Last updated: 31 May 2017
At a glance
- In addition to the regulation of individual lenders by both the Prudential Regulation Authority (PRA) and the Financial Conduct Authority (FCA), lenders have to have regard to additional macro-prudential regulation in the form of directions and recommendations made by the Financial Policy Committee (FPC).
- On 25 March 2015, Parliament approved regulations granting powers of direction for the FPC over housing tools - specifically limits on residential mortgage lending by reference to loan-to-value (LTV) and Debt-to Income (DTI) ratios. The measures came into force on 6 April 2015. (The FPC has published two draft policy statements on FPC powers over leverage ratio tools and FPC powers over housing tools.)
- Following on from the consultation, on 16 November 2016, HM Treasury made the announcement that it was granting the Bank of England’s Financial Policy Committee (FPC) powers of direction in the buy-to-let market.
- This will mean that from early 2017, the FPC will be able to direct the PRA and FCA to require regulated lenders to place limits on buy-to-let mortgage lending in relation to:
- loan-to-value (LTV) ratios
- interest coverage ratios (ICRs)
- On 29 September 2016, the Prudential Regulation Authority (PRA) published a consultation on underwriting standards for buy-to-let mortgages, following a period of consultation. We will publish the results of the consultation on this page when they become available.
We support the strengthening of the regulatory architecture of the UK financial system, to create a more robust and stable system.
Given the number of recent additions to the macro-prudential regime, we would like a period of review and consolidation to evaluate how these developments operate in the market; and how macro-prudential regulation interacts with the concurrent developments in prudential and conduct regulation.
We question the use of FPC powers of direction and prefer the use of recommendations, where the relevant regulatory bodies (PRA and FPC) can engage in a consultation process with the industry.
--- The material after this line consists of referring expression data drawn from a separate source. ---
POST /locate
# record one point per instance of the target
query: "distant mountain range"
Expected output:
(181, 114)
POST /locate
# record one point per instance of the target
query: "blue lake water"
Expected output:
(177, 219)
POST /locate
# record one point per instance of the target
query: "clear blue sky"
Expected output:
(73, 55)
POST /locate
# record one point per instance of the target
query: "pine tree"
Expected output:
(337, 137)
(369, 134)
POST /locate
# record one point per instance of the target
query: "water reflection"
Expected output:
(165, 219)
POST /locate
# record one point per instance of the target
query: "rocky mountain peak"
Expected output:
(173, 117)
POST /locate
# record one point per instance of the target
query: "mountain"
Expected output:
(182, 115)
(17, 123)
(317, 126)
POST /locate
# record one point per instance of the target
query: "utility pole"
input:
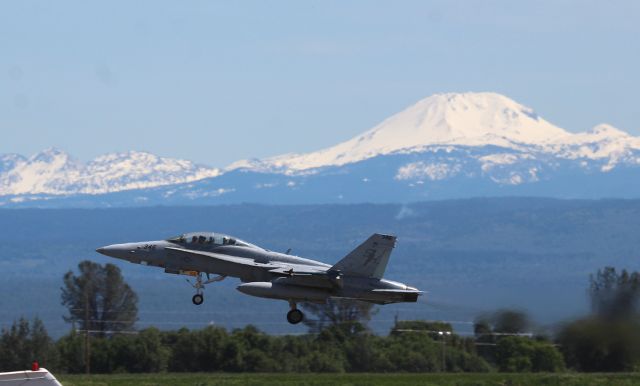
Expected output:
(444, 334)
(87, 343)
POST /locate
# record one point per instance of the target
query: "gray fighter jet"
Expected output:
(271, 274)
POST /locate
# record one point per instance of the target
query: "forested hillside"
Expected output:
(469, 255)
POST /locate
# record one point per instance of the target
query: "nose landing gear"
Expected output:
(294, 316)
(198, 298)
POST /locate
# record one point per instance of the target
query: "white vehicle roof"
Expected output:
(41, 377)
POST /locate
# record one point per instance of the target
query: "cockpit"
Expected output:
(208, 239)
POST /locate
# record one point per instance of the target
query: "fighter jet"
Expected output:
(269, 274)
Why this is important for lenders
Following the financial crisis, various stakeholders in the debate on the regulatory control of the UK financial system argued that a new approach was required. In particular, it was proposed that as well as the regulation of individual firms by the FCA and PRA, it was necessary to impose regulatory oversight of the financial system as a whole. As a result, the FPC was created to implement macro-prudential regulation designed to maintain the stability of the financial system.
So far, macro-prudential regulation has focussed on measures affecting the UK housing market, owing to the size of the UK housing market in relation to the UK economy and the impact that issues in the housing market could have on lenders and the wider economy.